Proposed bill brings Tippecanoe County stone quarry debate back to light

The public debate over a stone quarry in Americus is over, but once again a southern Indiana lawmaker is trying to take the fight to the statehouse.

Posted: Jan 22, 2019 11:25 PM
Updated: Jan 23, 2019 1:19 AM

TIPPECANOE COUNTY, Ind. (WLFI) — The public debate over a stone quarry in Americus is over, but once again a southern Indiana lawmaker is trying to take the fight to the statehouse.

News 18 has been following the debate for more than five years. After stopping it at every conventional route, neighbors thought the fight was over.

Until last year, when Rep. Jeff Ellington proposed a bill to change the rules of the fight. That bill failed, but now it's back with even more restrictions on local government control.

If passed, House Bill 1531 would make a Tippecanoe County stone quarry a possibility once again. It puts regulation at the local level on natural resource development, taking some control away from municipal plan commissions and board of zoning appeals.

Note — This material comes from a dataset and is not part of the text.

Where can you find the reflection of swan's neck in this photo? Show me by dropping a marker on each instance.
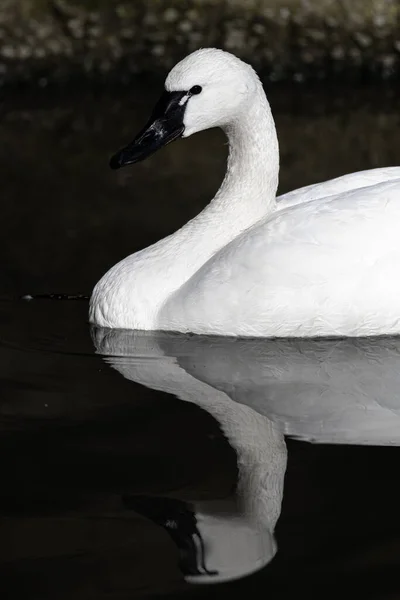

"The whole zoning structure in the state of Indiana would be negated, so anybody in any county in any city in Indiana didn't have to worry about zoning anymore because they've already said all you need are state permits," said co-president of  Americus Area Community Coalition, Kay Miller. 

Rep. Jeff Ellington said he won't be surprised if history repeats itself in this ongoing battle.

"Honestly I'm not very confident, I'll be lucky if I even get a hearing."

So why is he trying?

"A lot of these communities just don't realize what's out there backyard, how would this improve their economy," said Ellington. 

He added the goal has never been to take away control, instead he hopes to shift it.

"I don't think you would ever find a stone quarry, gravel pit move into a residential area unless it was already pre-zoned for mineral extraction so all those designations are still controlled by your local planning staff," said Ellington. 

That's not enough for Miller, who hopes all decisions concerning the county are made in the county.

"It makes you feel helpless, it makes you feel like no one cares about personal rights."

The bill is currently in the hands of the Local Government Committee. News 18 also reached out to State Representative Sheila Klinker who said she's strongly opposed and will fight it if necessary.